Here’s my problem. Perhaps it’s yours too. If not, it should be. It concerns anti-Semitism.

I don’t have any Jewish friends, but I admire and respect many Jewish writers, historians and other public figures in the United Kingdom: Simon Schama, David Aaronovich, Danny Finkelstein, and Philippe Sands among them. And beyond these shores, Steven Spielberg, Carl Bernstein, Larry David and a host of others. I don’t admire them for their Jewishness. I admire them for their humanity and their wisdom. And closer to home, I will never forget the stunning generosity of a Jewish friend of my father who assisted him, a gentile, in his hour of need.

I am unable to forget, even for a single day, the holocaust. Not just because of what happened to those who suffered between 1933 and 1945, but because of the stain it left on humanity in the subsequent decades.

I do not admire or respect the policies of the Government of Israel towards the people of Palestine. I believe that Binyamin Netanyahu is a malign actor who has for the last decade kept his country in a zero-sum deadlock in his policy towards the people of the Left Bank and Gaza. He and his government have carried out countless acts of injustice against Palestinians in the region.

Palestinian leaders are also not blameless. They could have done more to understand the insecurity of their Israeli neighbours and thereby undermine Netanyahu’s intransigent stance. Some shamelessly exploit the sufferings of their people in pursuit of a zero-sum endgame as ruthless as that of Netanyahu.

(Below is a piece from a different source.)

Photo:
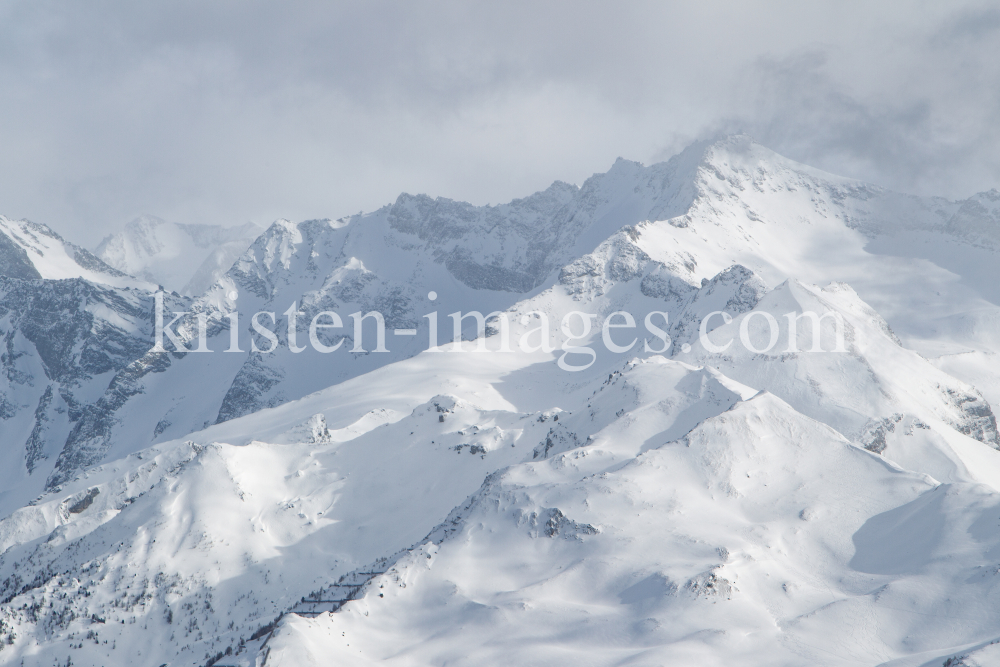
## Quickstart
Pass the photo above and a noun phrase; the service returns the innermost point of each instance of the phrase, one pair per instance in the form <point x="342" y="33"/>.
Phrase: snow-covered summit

I inwardly curl when I hear the word Zionism. There is no definitive meaning, because It means what people want it to mean. Even Jews cannot agree on a definition. Go to the Jewish Virtual Library and you will find four definitions: political, religious, socialist and territorial. Ask a non-Jew which of these four definitions applies to their accusations against Israel and Jews in general, and I doubt if you would get a coherent answer.The closest most would get would be cite the actions and intentions of the government of Israel, or more specifically, the oppression of Palestinians, the settlement policy and further territorial aspirations.

For as long as I remember, Zionist has been a trigger word that precedes expressions of hatred – among Israel’s neighbours who refer to “the Zionist Entity”, among right-on political activists who us it as a cloak for antisemitism, and among the plethora of Muslim TV preachers who invent all manner of theories to justify for their calls for the extermination of Jews in the Middle East.

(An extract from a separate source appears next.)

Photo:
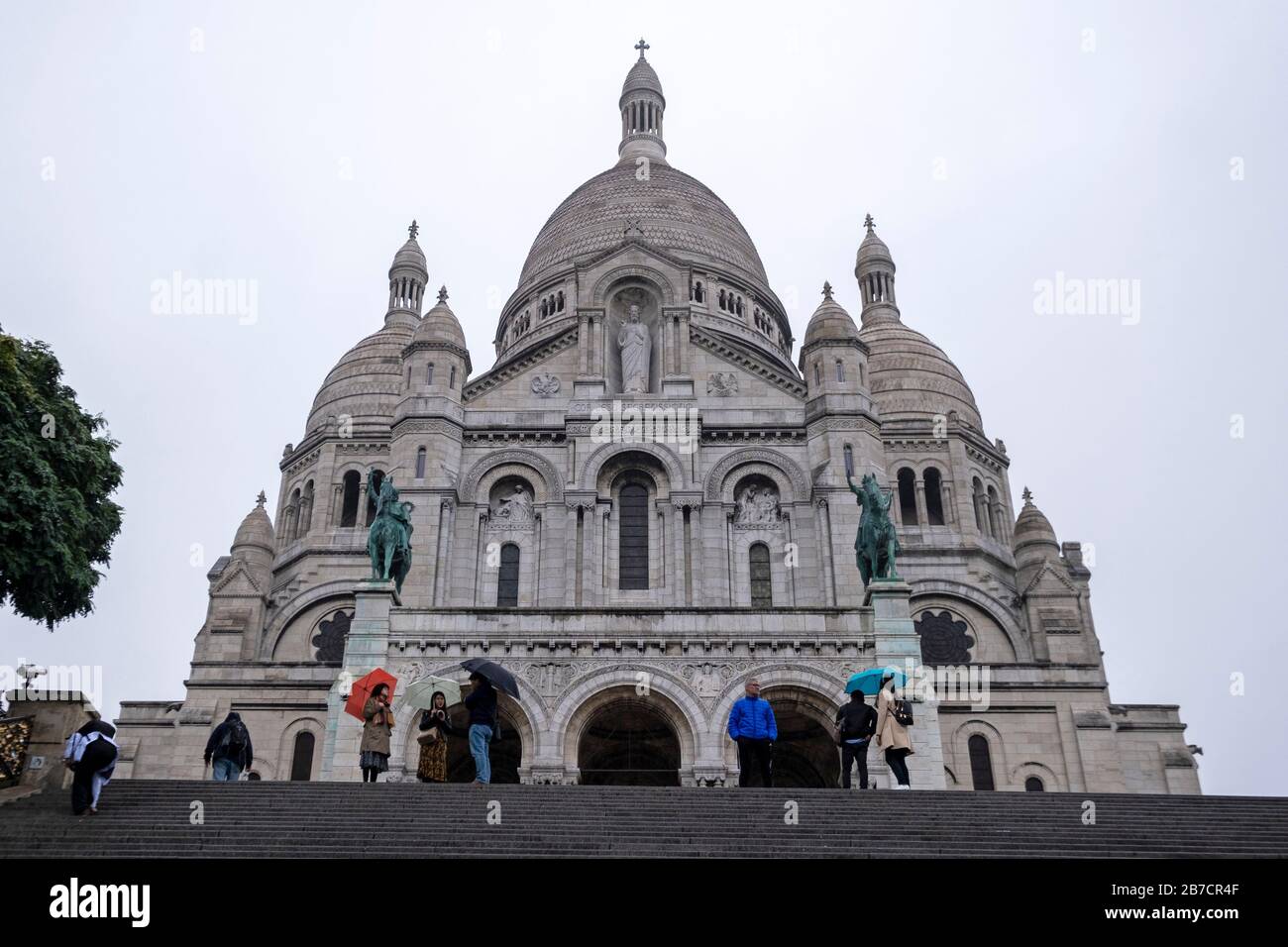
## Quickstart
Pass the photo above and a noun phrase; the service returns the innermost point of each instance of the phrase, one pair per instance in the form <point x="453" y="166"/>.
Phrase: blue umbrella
<point x="870" y="681"/>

Among the most pervasive theories cited by those who identify as opponents of Zionism is that of world domination. Cabals of Jewish bankers, influencers and media owners occupying the commanding heights of the countries in which they operate. Second is the idea that Jews are loyal first to their fellow Jews, or otherwise to the State of Israel, and that that loyalty goes deeper than any obligation to the countries of which they are citizens.

In response to those theories, I would ask the following questions:

Would it be surprising if after centuries of persecution influential Jews did not work together to preempt further persecutions? Not quite the same as a desire for world domination.

Would it also be surprising if ordinary Jews, mindful of the holocaust and earlier pogroms, discrimination and expulsions, “always keep a packed suitcase by the front door”? Loyalty runs both ways.

I would also ask why, if Jewish Zionism is so widely condemned as evil, Christian Zionism, which has millions of believers in the United States – people who believe that the second coming will only take place after the gathering of Jews in the “Land of Israel” and therefore support the State of Israel – escapes the opprobrium? Is it because Christian Zionists are not Jewish?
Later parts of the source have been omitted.